Along with the two main pits, the team excavated 48 smaller pits containing artifacts including pottery shards, animal bone, worked flints, charcoal, and other traces of human activity. One pit, believed to have been a "viewing station," even contained a disk-shaped knife the team interprets as a symbolic reference to the sun.

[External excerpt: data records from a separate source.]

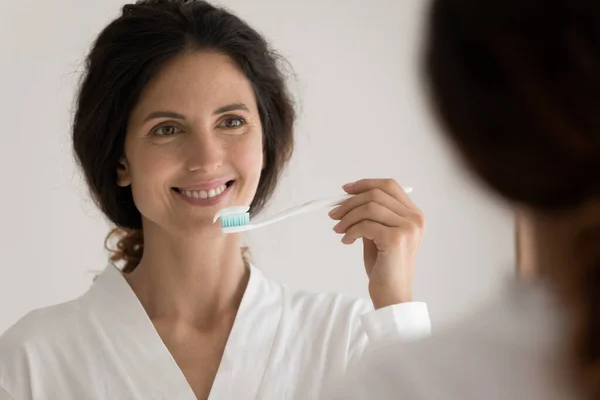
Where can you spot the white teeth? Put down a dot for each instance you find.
(203, 194)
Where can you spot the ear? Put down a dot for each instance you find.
(123, 178)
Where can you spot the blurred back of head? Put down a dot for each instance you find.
(516, 86)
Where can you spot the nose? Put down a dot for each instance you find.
(203, 152)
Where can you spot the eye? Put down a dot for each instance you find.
(166, 130)
(232, 122)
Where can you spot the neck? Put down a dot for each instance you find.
(549, 242)
(190, 278)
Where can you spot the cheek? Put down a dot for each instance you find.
(248, 159)
(149, 171)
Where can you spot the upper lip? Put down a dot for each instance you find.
(204, 185)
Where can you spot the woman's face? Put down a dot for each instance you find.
(194, 143)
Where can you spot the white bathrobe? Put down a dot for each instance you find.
(284, 344)
(510, 348)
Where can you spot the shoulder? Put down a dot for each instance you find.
(35, 341)
(40, 324)
(335, 306)
(310, 305)
(505, 344)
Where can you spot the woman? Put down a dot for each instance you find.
(182, 111)
(516, 86)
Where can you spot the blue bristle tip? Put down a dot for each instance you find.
(229, 221)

Disc shaped flint knife found at Bulford by Phil Harding of Wessex Archaeology
Disk-shaped flint knife found at Bulford by Phil Harding of Wessex Archaeology.
Image courtesy of Wessex Archaeology

Altogether, the finds suggest the site was a gathering place for festivities and Sun worship attended by dozens, perhaps hundreds, of people at a time. 

“When we talk about the solstice, we’re talking about religion. About how prehistoric peoples understood the cosmos, the world, and their place in it,” said Dr Matt Leivers, Senior Research Manager at Wessex Archaeology.

“What we see at Bulford, and later at Stonehenge, is a way of celebrating and marking the passage of time, but it’s also about making sure the world keeps working as it should. It’s likely their way of saying to their deities, please keep us in mind, keep us warm and safe. It’s a religious event. That’s why it’s so important.”

An interesting pottery shard discovered at the site.
An interesting pottery shard discovered at the site.
Image courtesy of Wessex Archaeology

Perhaps most mind-blowing of all, some of the pottery found at Bulford is practically indistinguishable from pieces being made at the same time in Orkney, a jagged archipelago off the north coast of Scotland, at the opposite end of the British Isles.

This isn't the only thread linking Stonehenge to far-flung Scotland. Stonehenge's 6-tonne Altar Stone has been traced not to Wales, as long assumed, but to the Orcadian Basin in northeast Scotland

The connection raises a tantalizing question about what linked these people from two distant lands many millennia ago.